Business partners open one of the world’s only urban vineyards in Detroit

For the past seven years, Blake Kownacki has dreamed, discussed and worked diligently on opening the first vineyard in Detroit in three generations. There were problems nearly every step of the way, but he kept going.

The result is Detroit Vineyards, which Kownacki describes as a “true urban vineyard.” The business, which has been producing wine for a few years now, opened its 120-person tasting room in May to large crowds and media success.

Kownacki and his partner, former University of Michigan business Professor Claes Fornell, both said they were happy with how their story turned out and excited to have both their wines and their vines within the Motor City.

The duo are investing in land and vines. In early May, they opened a 12,000-square-food tasting room and production facility on Gratiot Avenue. They also have planted a number of vineyards in Detroit that are producing some grapes already. The goal is to work with neighborhoods, churches and community groups to grow more grapes in the city, making Detroit Vineyards true to its name and then some.

“Detroit is a great place to grow grapes,” said Kownacki, who has a long history of loving vines and working in vineyards.

A fruitful history
Detroit Vineyards will be the first fully operating winery in Detroit in more than half a century. But Detroit has an established history of wine and wine production, Fornell said.
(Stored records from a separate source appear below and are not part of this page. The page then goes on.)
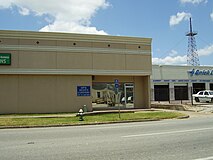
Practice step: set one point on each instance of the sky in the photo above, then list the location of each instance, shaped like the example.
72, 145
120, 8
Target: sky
165, 21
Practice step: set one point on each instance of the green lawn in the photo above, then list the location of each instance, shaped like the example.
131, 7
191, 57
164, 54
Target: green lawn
72, 120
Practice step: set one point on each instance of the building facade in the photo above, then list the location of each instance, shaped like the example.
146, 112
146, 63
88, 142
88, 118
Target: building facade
44, 72
170, 82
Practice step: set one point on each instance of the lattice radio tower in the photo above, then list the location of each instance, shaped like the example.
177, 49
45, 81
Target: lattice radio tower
192, 56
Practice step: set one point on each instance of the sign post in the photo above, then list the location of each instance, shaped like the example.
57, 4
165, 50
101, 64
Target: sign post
116, 92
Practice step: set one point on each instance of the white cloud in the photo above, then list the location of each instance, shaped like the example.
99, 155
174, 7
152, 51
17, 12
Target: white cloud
69, 15
173, 53
24, 11
211, 15
194, 1
170, 60
205, 51
176, 19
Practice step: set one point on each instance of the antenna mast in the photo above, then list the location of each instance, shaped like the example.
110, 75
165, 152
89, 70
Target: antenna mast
192, 56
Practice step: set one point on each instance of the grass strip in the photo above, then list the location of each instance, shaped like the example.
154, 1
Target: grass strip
102, 118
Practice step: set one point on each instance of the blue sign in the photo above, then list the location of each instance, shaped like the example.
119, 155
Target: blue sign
83, 90
198, 72
116, 83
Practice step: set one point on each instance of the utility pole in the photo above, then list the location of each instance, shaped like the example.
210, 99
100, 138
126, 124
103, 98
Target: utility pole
192, 55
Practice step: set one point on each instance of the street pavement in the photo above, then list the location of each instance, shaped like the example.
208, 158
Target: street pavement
186, 139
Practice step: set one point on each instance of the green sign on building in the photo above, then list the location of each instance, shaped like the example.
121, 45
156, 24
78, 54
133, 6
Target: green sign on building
5, 58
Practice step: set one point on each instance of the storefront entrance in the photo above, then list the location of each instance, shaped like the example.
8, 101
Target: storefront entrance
161, 92
198, 87
106, 95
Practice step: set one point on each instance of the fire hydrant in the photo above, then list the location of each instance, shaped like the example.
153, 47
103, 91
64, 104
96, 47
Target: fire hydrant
80, 113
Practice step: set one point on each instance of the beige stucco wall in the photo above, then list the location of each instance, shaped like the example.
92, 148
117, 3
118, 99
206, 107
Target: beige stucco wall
42, 94
47, 67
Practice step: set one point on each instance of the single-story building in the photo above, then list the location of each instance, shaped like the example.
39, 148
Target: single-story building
173, 82
42, 72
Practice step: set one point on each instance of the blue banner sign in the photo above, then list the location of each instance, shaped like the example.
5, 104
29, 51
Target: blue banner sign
197, 72
83, 90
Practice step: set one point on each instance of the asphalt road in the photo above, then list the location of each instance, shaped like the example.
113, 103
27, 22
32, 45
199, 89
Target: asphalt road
188, 139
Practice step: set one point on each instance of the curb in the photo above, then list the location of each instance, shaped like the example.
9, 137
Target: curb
84, 124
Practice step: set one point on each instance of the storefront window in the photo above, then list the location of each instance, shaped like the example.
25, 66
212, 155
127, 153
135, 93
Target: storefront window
107, 95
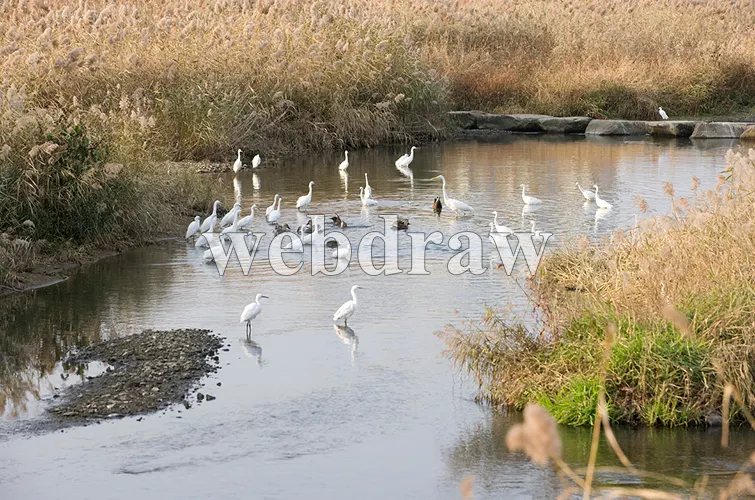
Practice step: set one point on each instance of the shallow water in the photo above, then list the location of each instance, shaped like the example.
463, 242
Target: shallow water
322, 412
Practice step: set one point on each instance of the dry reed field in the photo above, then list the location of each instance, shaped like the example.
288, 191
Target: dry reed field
679, 291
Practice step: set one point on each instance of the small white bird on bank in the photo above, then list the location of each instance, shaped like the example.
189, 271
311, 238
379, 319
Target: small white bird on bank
193, 227
274, 215
589, 195
228, 218
367, 187
237, 164
304, 201
208, 224
366, 200
455, 205
529, 200
600, 201
500, 228
348, 308
246, 222
250, 312
272, 207
406, 159
345, 163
In 1702, Antoine de la Mothe Cadillac is said to have a vineyard he planted in the Fort de la Detroit along the Detroit River, one of the first in North America.

At the beginning Kownacki and Fornell looked at Belle Isle, then looked to grow in an area around Waterloo. But a business trip to the former Stroh’s bottling factory resulted in a 20-year agreement to put Detroit Vineyard’s tasting room inside the former ice cream shop there.

The tasting room is a blend of steampunk, factory chic and elegance, something befitting a wine that comes largely from Michigan grapes, Detroit muscle and international know how, Kownacki said. He hopes it is place where the blue-collar worker who loves cider or mead can sit next to the wine snob and everyone has a great conversation.

Detroit Vineyards offers white and red wine, rosé, mead and cider. The company also sells wine by the bottle as well as merchandise such as Detroit Honey and branded clothing. A glass range in price $6-12 and between $25-40 for a bottle. Kownacki’s goal is to produce 10,000 cases this year with plans to more than double to production to 25,000 cases in 2020.